The cover arrives exactly 26 years after Demi Moore and Annie Leibovitz unapologetically tore up the rule book about pregnancy and sexuality, by having Demi pose in the nude while heavily pregnant. The image — probably the most famous in all of Vanity Fair’s history — caused shock, awe, and not a little disgust when it was first released.
The August 1991 cover was a watercooler moment years before anyone even had a name for that. It was pored over, analyzed, dissected. Vanity Fair’s editor Tina Brown may have described it as “a new young movie star willing to say, ‘I look beautiful pregnant,’ and not ashamed of it,” but reactions across the country were visceral. Many people were simply unable to comprehend how this intersection of pregnancy and sexiness could be out there for the whole world to see. Some stores refused to stock the magazine; others hid Demi’s luminous form in the sorts of packaging usually reserved for pornography.
The controversy was widespread. An article for the Bangor Daily News (July 17, 1991) acts as a time capsule. In it, a 24-year-old woman asks, without a wisp of irony: “How are her kids going to feel about this when they get old enough to understand?” Another exclaims: “It’s disgusting. Women are most beautiful when they’re pregnant, but from the face up!” Another declares: “I think it’s in poor taste”.

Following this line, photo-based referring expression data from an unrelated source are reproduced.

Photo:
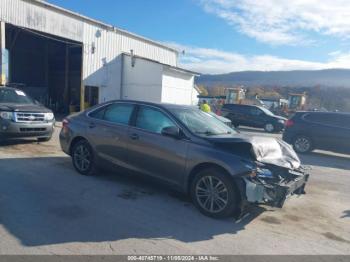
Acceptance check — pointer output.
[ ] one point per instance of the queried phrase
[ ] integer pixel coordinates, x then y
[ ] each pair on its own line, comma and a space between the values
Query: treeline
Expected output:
318, 97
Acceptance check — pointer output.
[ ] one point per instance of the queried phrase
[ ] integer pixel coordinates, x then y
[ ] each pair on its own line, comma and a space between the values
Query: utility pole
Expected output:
2, 54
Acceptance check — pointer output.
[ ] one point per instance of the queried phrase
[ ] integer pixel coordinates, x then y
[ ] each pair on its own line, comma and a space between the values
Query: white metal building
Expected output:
63, 58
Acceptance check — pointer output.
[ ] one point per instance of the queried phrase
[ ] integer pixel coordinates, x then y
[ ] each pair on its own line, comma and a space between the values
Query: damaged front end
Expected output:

Probably the most telling quote in the article though, comes from a well-meaning grandfather, who opines: “I think it’s very nice. Really very nice. This is nature at work. I get sick and tired of seeing sexy women on magazine covers. This is real.” For this particular grandpa, the image was rendered totally innocuous and asexual by the mere fact of Demi’s pregnancy. The only reason this man wasn’t offended by the image was because he entirely missed its point.